Ayat 42 mengatakan: ”Mereka bertekun dalam pengajaran rasul-rasul dan dalam persekutuan. Dan mereka selalu berkumpul untuk memecahkan roti dan berdoa.” [kata ‘persekutuan’ di sini adalah ‘Koinonia’]. Hal ini sangat indah. Ada semacam magnet dari hidup yang rajin belajar, lahir kerinduan untuk bersama-sama. Jhon Stott mengatakan ada dua arti dari persekutuan. Persekutuan berarti kita bersekutu karena kita mengalami hal yang sama yaitu jamahan Persekutuan Trinitarian (IYoh 1:3; 2Kor 13:13). Tetapi yang ingin kita renungkan adalah mengenai Koinonia. Koinonia artinya berbagi. Karena kita bersama-sama mmebagi hidup satu dengan yang lain. Perhatikan ayat 44-45, dikatakan di sana: “Dan semua orang yang telah menjadi percaya tetap bersatu, dan segala kepunyaan mereka adalah kepunyaan bersama, dan selalu ada dari mereka yang menjual harta miliknya, lalu membagi-bagikannya kepada semua orang sesuai dengan keperluan masing-masing.” Ini adalah satu praktek yang radikal karena adanya kepemilikan bersama dalam hal harta. Seandainya syarat menjadi anggota persekutuan adalah kepunyaan milik bersama, maukah kita masuk menjadi anggota? Gereja mula-mula bukan hanya memberi uang, tetapi tanah dan rumah. Pertanyaannya adalah apakah ini hanya literal normative? Jika kita memperhatikan beberapa contoh di dalam sejarah, ternyata bukan hanya orang Kristen yang punya seperti ini. Misalnya:

1. Persamaan dengan Qumran Community, baik umum maupun biarawan. Qumran Community yang umum selalu diminta untuk membantu orang miskin dan memberi makan orang yang lapar dan memberi tumpangan kepada orang yang berkelanan. Inilah kode etik mereka. Jika tidak bersedia melakukan ketiga hal ini, tidak diperbolehkan menjadi anggota. Tetapi kalau biarawan, lebih dalam lagi, mereka harus menjual seluruh hartanya baru boleh masuk anggota.

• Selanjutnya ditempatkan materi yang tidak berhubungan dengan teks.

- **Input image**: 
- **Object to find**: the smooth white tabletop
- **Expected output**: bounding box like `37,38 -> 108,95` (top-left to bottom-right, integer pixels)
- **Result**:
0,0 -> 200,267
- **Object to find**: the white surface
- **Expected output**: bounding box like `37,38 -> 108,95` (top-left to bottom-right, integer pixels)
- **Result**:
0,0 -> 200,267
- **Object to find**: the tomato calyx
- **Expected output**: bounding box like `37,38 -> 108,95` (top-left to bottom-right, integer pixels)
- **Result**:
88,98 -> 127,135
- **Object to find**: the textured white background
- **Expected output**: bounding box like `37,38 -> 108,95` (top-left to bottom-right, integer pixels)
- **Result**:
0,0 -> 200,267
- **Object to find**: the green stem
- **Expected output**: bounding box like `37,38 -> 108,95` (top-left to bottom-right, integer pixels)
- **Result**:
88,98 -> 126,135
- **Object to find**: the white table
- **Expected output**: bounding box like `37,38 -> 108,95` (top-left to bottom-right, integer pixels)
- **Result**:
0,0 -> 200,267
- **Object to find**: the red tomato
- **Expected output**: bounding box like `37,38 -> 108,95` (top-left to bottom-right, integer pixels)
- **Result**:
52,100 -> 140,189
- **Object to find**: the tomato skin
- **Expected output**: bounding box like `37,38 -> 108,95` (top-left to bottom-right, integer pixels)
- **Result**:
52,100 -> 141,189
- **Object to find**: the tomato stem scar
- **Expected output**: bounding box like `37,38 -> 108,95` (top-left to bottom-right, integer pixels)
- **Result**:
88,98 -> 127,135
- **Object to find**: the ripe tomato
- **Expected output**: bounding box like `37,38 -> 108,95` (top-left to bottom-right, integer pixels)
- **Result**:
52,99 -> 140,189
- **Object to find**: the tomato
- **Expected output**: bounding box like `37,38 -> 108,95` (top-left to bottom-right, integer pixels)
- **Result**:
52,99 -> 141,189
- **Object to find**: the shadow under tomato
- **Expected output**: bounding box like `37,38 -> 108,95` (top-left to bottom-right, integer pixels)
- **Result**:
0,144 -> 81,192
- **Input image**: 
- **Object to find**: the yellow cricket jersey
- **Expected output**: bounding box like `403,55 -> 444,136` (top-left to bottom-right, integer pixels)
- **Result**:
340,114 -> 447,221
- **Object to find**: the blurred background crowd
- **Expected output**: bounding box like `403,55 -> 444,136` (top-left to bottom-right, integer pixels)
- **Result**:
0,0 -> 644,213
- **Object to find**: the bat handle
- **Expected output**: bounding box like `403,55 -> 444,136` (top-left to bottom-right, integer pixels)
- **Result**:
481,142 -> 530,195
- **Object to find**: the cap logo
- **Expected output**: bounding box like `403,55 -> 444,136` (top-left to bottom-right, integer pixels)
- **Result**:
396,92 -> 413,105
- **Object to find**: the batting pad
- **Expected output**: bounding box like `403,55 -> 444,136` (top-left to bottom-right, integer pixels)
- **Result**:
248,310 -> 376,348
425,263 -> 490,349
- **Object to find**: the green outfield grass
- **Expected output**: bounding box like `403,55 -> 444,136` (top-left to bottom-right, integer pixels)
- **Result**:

2. Radical Reformation: fellowship and brotherly love (word and sacrament).
Mereka seperti ini seperti aliran baptis. Aliran ini mengatakan sewaktu Calvin mengatakan ciri khas Gereja adalah adanya Firman dan Sakramen, maka orang-orang radikal reformatiaon, diantaranya adalah Menosimon, mengatakan harus ditambahkan fellowship and brotherly love mark.

3. The Hutterite Brethren in Moravia
Setiap anggota yang ingin masuk ke dalam kelompok ini, harus bersedia untuk menerima bahwa segala hartanya adalah harta bersama di dalam komunitas tersebut.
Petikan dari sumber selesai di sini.